Elle avait parlé assez vite, comme une libération, un acte engagé et refusé plusieurs fois, un oubli et quelques verres en plus, mais elle parlait maintenant, presque trop. Je lui avait dit de revenir, je l'avais gardé un peu plus car  cette malade, cette femme me touchait. Un lien entre elle et moi était né, pour lui tendre la main, lui donner cette force de résister. Je savais depuis longtemps que les rechutes étaient juste au coin de la rue, un soir d'automne, quand la nuit tombe trop tôt, quand le patron vous a vexé sciemment d'une remarque sur votre travail, quand votre coeur appelle dans le vide. Je croyais à un avenir sain, nous en avons parlé pendant des semaines, puis des mois, toujours en pensant à cette fuite vers l'alcool, lui malfaisant, lui reposant dans son énivrement facile.
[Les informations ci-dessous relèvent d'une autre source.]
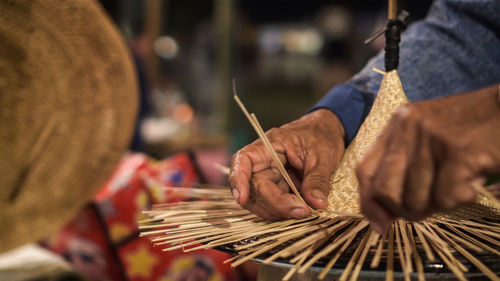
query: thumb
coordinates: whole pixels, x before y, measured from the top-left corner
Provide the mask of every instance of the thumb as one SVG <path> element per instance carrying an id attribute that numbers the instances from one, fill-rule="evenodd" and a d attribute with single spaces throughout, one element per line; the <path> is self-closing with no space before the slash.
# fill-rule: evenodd
<path id="1" fill-rule="evenodd" d="M 328 207 L 331 175 L 332 171 L 324 168 L 312 169 L 304 174 L 301 191 L 304 200 L 314 209 Z"/>

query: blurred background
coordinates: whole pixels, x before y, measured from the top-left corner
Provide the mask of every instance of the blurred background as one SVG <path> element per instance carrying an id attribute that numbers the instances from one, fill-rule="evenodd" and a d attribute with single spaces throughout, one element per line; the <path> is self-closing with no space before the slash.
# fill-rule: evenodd
<path id="1" fill-rule="evenodd" d="M 400 1 L 422 18 L 429 0 Z M 383 0 L 102 0 L 135 55 L 142 91 L 133 149 L 163 158 L 256 138 L 231 80 L 265 130 L 302 116 L 384 46 Z M 226 156 L 227 158 L 227 156 Z"/>
<path id="2" fill-rule="evenodd" d="M 234 269 L 222 262 L 227 253 L 163 252 L 139 236 L 138 221 L 153 204 L 190 200 L 163 186 L 227 184 L 214 163 L 228 165 L 257 138 L 233 101 L 233 78 L 264 130 L 300 118 L 383 48 L 383 37 L 368 46 L 363 41 L 385 25 L 387 1 L 100 2 L 135 61 L 141 106 L 131 151 L 142 153 L 125 154 L 92 202 L 39 241 L 82 275 L 47 280 L 256 280 L 256 264 Z M 399 6 L 411 22 L 430 3 L 400 0 Z M 2 259 L 12 258 L 0 255 L 0 281 L 28 280 L 7 276 L 12 266 Z M 25 256 L 18 259 L 24 266 Z"/>

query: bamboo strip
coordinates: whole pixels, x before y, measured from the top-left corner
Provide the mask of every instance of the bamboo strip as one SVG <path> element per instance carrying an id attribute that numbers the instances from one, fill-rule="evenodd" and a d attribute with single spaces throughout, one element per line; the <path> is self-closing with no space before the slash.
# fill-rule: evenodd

Elle composait. Depuis le temps, elle avait essayé de garder cette image de jolie femme, de jeune bourgeoise qui suit la mode, sans problème et sans effusion, une féminité qui devait aux yeux des autres, voisins et collègues, être un brin de classe. Elle vacillait pourtant le soir, chez elle, seule, lui était parti. Sans chic elle vomissait, et puis maintenant elle se tenait au bord du précipice, celui du refus de soi, de la chute sans fin, ou d'un simple pas reculer vers les soins, vers les autres. Un bazar sans structure, elle au milieu.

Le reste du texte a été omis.